Institute of Biosciences, Humanities and Exact Sciences, Sao Paulo State University (UNESP), São José do Rio Preto, SP, Brazil.
Horm Cancer. 2018 Jun;9(3):175-187. doi: 10.1007/s12672-018-0323-z. Epub 2018 Jan 23.
Use of drug combinations that target different pathways involved in the development and progression of prostate cancer (PCa) has emerged as an alternative to overcome the resistance caused by drug monotherapies. The antiandrogen abiraterone acetate and the PI3K/Akt inhibitor NVP-BEZ235 (BEZ235) may be suitable options for the prevention of drug resistance and the inhibition of PCa progression. The aim of the present study was to evaluate whether abiraterone acetate and BEZ235 achieve superior therapeutic effects to either drug administered as monotherapy, in the early stages of PCa in an androgen-dependent system. Our study showed that each drug might impair tumor growth by reducing proliferation and increasing cell death when administered as monotherapy. However, tumor growth continued to progress with each drug monotherapy and some important side effects were related to BEZ. Conversely, when used in combination, the drugs impaired the inflammatory response, decreased hyperplastic lesions, and blocked tumor progression from premalignant to a malignant stage. Our data showed that the strategy to block the androgenic and PI3K/AKT/mTOR pathway is an effective therapeutic option and should be investigated including distinct PI3K pathway inhibitors.

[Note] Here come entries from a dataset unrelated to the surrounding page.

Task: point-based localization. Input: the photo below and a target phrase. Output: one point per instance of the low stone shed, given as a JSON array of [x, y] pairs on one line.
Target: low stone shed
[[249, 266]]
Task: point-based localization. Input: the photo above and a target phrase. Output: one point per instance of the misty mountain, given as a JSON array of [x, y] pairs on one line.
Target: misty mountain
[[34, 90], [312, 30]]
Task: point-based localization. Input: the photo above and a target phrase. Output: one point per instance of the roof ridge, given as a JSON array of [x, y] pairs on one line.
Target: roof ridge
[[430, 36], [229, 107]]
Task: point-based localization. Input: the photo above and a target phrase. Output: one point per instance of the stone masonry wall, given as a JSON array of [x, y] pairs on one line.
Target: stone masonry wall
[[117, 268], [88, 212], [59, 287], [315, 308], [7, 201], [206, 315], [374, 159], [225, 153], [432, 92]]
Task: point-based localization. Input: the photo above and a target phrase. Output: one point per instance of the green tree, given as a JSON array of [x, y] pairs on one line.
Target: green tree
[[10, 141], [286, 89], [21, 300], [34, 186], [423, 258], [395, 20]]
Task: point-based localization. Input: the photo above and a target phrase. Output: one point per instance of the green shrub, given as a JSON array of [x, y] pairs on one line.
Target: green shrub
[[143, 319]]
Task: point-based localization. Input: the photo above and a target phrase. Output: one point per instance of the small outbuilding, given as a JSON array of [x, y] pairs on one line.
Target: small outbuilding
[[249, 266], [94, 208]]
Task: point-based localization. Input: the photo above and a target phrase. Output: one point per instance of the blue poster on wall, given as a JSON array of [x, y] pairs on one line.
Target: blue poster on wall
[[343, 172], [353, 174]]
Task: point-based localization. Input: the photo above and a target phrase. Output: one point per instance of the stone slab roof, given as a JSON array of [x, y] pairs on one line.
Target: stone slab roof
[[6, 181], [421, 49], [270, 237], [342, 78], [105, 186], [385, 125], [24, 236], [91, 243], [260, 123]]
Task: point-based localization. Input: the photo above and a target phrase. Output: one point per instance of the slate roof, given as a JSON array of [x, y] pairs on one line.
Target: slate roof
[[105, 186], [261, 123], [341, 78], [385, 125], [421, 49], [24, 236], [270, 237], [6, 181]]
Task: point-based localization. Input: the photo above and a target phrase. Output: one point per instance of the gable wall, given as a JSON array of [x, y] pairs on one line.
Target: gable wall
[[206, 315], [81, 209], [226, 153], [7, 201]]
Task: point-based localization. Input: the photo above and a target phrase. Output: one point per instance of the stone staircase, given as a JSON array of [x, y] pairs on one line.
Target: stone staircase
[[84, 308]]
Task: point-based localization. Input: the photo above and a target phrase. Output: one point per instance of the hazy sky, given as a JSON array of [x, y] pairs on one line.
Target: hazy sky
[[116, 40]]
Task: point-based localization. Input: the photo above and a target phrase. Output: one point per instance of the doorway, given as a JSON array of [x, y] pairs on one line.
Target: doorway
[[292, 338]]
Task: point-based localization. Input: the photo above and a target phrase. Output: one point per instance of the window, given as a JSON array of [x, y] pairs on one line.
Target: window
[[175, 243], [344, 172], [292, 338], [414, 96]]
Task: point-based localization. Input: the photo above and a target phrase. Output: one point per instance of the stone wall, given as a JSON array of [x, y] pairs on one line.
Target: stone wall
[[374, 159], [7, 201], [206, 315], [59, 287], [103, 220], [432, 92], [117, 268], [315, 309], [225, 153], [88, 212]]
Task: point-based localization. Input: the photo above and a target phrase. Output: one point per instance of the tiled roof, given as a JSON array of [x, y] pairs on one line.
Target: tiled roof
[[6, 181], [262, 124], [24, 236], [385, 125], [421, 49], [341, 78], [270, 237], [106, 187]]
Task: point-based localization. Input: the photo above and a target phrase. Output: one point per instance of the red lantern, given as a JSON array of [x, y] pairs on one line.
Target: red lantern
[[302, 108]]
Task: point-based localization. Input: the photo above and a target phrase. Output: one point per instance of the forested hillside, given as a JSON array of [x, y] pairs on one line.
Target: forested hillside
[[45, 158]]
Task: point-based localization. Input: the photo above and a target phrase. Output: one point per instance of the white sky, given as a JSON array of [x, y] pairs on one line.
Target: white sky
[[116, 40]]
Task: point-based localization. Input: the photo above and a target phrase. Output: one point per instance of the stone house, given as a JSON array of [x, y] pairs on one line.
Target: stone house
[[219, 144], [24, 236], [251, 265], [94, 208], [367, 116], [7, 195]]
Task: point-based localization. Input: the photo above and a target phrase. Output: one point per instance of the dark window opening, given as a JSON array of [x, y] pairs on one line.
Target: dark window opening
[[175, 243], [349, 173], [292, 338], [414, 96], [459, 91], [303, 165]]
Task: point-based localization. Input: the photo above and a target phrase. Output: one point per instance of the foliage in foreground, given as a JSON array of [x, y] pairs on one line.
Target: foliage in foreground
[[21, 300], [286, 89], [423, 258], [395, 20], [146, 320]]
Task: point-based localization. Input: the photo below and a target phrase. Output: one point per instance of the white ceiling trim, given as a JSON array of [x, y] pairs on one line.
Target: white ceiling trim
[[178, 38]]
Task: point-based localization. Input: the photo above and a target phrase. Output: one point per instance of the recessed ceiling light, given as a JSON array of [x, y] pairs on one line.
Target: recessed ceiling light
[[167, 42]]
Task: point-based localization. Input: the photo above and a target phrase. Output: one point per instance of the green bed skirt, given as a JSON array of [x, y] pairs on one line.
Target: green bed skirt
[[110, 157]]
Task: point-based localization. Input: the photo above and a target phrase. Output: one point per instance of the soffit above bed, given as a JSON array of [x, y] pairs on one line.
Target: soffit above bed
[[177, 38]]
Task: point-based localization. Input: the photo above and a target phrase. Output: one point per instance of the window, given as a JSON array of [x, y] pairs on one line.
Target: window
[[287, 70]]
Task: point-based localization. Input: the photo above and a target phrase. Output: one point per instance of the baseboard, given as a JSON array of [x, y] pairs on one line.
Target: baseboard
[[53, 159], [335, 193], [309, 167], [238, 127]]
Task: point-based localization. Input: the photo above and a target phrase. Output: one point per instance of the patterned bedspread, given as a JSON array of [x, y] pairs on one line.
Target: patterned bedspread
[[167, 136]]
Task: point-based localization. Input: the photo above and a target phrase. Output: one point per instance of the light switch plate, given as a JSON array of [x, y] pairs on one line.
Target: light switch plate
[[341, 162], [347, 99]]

使用针对前列腺癌(PCa)发展和进展中涉及的不同途径的药物组合已成为克服药物单药治疗引起的耐药性的一种替代方法。抗雄激素醋酸阿比特龙和 PI3K/Akt 抑制剂 NVP-BEZ235(BEZ235)可能是预防耐药性和抑制 PCa 进展的合适选择。本研究旨在评估在雄激素依赖性系统中,PCa 的早期阶段,醋酸阿比特龙和 BEZ235 是否比单药治疗具有更好的治疗效果。我们的研究表明,每种药物单用时可能通过减少增殖和增加细胞死亡来抑制肿瘤生长。然而,随着每种药物的单药治疗,肿瘤生长仍在继续进展,并且与 BEZ 相关的一些重要副作用。相反,当联合使用时,这些药物会抑制炎症反应,减少增生性病变,并阻止肿瘤从癌前阶段向恶性阶段进展。我们的数据表明,阻断雄激素和 PI3K/AKT/mTOR 通路的策略是一种有效的治疗选择,应该进行研究,包括不同的 PI3K 通路抑制剂。